Lorsque je me suis installée au BOULOU avec mon fils et mon conjoint néerlandais, je ne pensais pas que cette nouvelle vie allait aussi marquer l’histoire d’un livre.
Je venais d’emménager. Les cartons n’étaient pas encore tous déballés, les repères encore fragiles. Et comme souvent dans les villages où l’on prend le temps de se parler, c’est un voisin qui a provoqué la rencontre.
Il savait que j’étais éditrice indépendante.
Il connaissait Rose-Marie Quintana.
Et il a eu cette idée simple : nous mettre en relation.
Quelques jours plus tard, Rose-Marie frappait à ma porte avec un manuscrit sous le bras. Quelles étaient les chances pour qu’une éditrice indépendante vienne s’installer… au coin de la rue ?
Parfois, les livres commencent bien avant la première page.
Rose-Marie n’imaginait pas une seconde être publiée. Elle venait simplement me présenter son texte. Et pourtant, dès les premières pages, plusieurs évidences se sont imposées.
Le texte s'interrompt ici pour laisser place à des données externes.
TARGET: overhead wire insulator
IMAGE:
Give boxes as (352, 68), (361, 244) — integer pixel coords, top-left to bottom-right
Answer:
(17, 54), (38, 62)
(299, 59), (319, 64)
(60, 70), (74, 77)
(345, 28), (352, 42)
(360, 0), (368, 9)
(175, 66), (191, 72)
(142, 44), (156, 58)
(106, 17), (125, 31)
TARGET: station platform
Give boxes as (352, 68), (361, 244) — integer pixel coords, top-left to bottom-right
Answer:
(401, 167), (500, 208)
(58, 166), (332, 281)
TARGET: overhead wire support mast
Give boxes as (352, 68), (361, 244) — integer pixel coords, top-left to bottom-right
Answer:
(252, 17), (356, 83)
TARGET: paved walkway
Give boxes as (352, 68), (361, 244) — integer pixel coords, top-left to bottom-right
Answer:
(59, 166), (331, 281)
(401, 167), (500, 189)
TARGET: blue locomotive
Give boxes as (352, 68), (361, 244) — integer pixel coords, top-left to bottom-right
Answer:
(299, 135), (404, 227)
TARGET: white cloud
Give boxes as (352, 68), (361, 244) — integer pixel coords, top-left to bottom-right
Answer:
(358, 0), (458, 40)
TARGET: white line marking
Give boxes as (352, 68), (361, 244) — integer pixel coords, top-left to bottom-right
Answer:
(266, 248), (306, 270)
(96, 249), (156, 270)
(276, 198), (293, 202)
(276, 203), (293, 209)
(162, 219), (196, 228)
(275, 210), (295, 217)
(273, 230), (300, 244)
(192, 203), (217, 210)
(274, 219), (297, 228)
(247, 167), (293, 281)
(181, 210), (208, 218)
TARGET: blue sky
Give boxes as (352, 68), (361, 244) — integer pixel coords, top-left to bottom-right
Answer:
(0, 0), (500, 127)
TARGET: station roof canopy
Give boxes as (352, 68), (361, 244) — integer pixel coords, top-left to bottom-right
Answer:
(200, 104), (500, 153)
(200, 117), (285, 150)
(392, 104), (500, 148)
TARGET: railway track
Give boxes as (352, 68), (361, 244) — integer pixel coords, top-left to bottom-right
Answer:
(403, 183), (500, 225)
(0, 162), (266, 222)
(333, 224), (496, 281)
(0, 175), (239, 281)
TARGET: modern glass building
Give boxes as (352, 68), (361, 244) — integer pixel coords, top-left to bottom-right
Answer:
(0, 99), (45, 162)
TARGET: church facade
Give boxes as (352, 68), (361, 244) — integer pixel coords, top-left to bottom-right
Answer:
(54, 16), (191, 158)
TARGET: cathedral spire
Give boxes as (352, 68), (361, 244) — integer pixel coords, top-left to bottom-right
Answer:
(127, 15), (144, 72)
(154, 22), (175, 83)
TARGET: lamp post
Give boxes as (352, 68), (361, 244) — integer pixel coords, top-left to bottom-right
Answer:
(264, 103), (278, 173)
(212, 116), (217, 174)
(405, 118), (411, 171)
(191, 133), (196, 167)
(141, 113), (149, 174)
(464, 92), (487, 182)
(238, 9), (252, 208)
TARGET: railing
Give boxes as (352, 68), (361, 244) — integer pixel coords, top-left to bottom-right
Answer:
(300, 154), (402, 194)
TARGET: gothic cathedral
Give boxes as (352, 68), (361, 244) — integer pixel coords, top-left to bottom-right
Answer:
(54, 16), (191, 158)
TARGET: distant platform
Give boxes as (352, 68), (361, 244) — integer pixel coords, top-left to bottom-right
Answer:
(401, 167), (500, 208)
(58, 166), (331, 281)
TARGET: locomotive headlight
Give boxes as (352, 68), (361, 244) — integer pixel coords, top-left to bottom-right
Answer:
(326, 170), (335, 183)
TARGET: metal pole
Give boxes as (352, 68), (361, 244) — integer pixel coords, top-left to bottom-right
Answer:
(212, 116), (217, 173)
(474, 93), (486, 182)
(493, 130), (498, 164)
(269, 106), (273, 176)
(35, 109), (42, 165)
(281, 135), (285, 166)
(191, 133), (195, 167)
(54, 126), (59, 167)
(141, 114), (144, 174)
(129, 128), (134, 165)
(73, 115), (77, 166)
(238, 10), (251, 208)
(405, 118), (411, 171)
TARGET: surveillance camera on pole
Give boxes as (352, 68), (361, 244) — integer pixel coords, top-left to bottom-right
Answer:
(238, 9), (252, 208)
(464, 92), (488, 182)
D’abord l’écriture. Une écriture précise, fluide, habitée. Un rythme maîtrisé, des personnages travaillés, une tension narrative qui capte immédiatement le lecteur.
Mais surtout, un élément essentiel à mes yeux : le territoire.
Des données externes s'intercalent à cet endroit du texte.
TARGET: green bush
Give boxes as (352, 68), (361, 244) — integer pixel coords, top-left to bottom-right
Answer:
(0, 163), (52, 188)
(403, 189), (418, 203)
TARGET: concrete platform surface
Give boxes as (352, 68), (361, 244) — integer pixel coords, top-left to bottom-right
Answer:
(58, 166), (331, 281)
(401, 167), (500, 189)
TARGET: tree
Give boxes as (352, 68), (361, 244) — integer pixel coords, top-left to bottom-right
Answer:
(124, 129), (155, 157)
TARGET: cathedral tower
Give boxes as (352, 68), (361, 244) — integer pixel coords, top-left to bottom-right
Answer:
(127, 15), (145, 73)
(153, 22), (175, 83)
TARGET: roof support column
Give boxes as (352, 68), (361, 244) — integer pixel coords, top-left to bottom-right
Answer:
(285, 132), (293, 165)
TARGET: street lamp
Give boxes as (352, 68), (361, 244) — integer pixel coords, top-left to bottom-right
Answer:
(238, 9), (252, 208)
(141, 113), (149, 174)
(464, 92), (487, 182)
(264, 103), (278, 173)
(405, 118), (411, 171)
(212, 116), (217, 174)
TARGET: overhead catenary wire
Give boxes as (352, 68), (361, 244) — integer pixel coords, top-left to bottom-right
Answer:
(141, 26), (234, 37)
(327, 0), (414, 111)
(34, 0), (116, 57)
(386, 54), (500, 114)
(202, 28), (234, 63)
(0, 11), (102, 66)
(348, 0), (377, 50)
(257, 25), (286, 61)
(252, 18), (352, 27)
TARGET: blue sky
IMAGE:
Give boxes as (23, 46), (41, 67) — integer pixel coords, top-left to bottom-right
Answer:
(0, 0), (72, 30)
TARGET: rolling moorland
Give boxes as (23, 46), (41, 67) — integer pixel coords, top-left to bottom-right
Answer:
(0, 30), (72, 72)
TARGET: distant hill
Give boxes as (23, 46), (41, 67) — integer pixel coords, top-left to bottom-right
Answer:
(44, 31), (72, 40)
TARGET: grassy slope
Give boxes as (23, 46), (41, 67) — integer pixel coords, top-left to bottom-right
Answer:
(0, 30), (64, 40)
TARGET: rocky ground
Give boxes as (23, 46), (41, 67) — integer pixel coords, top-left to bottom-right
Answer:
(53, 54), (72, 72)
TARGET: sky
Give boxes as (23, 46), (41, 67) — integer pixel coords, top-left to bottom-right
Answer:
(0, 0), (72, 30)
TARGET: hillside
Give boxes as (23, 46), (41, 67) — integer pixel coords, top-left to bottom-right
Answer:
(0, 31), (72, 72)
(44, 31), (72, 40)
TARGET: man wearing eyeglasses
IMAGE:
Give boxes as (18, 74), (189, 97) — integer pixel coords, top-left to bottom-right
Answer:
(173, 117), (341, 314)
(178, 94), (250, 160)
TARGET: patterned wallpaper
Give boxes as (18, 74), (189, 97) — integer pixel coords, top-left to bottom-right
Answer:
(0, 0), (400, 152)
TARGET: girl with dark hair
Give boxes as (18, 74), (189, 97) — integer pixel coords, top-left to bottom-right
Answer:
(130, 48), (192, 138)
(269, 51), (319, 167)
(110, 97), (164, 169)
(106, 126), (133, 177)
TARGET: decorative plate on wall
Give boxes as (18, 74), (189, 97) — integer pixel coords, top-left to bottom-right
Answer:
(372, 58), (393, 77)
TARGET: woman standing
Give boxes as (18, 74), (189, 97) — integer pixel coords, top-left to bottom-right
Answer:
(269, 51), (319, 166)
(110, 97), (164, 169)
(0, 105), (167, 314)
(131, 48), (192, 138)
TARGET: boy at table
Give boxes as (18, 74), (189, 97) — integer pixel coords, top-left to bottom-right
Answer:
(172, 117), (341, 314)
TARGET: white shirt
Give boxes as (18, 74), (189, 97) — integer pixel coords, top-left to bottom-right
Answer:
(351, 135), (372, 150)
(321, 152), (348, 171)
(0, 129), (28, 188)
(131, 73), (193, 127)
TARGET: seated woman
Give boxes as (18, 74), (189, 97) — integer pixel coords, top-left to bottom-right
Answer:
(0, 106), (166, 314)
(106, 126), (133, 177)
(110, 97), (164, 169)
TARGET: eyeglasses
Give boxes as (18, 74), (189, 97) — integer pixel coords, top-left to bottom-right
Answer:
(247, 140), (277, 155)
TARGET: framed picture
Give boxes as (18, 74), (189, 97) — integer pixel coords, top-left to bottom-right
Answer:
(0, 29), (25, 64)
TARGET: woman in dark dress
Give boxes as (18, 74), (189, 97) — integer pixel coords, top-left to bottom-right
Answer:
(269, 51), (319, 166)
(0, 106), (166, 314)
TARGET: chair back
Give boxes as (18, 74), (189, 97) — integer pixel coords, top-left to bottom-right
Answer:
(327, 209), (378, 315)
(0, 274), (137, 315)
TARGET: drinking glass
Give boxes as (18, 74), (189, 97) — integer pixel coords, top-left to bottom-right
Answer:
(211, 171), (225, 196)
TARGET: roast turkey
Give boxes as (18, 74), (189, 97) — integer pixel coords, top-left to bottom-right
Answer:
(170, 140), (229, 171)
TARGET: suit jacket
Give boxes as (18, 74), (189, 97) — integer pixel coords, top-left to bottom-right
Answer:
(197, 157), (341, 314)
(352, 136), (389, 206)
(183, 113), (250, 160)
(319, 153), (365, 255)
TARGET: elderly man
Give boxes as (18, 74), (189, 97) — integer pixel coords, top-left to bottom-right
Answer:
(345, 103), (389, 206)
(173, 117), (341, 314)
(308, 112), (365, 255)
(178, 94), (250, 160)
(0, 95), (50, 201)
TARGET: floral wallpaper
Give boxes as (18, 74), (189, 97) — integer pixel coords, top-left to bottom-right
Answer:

Car Aqua Noctis – L’énigme des sources n’est pas seulement un roman. C’est aussi une déclaration d’amour à un lieu.
Installée au Boulou, ville de ses arrière-grands-parents, Rose-Marie a entrepris dans son temps libre de véritables recherches historiques. De ces explorations est né un récit singulier mêlant enquête, mémoire et imaginaire vampirique. Une manière originale d’aborder le patrimoine local. Une manière aussi de le rendre accessible à une nouvelle génération de lecteurs.
Raconter un territoire autrement, c’est aussi lui permettre de continuer à vivre.
Pour nous, à L’éditeur à part, publier ce livre avait également un autre intérêt : explorer un genre que nous n’avions encore jamais abordé. Le thriller vampirique possède aujourd’hui un lectorat passionné et très engagé. Un marché spécifique, exigeant, mais fascinant.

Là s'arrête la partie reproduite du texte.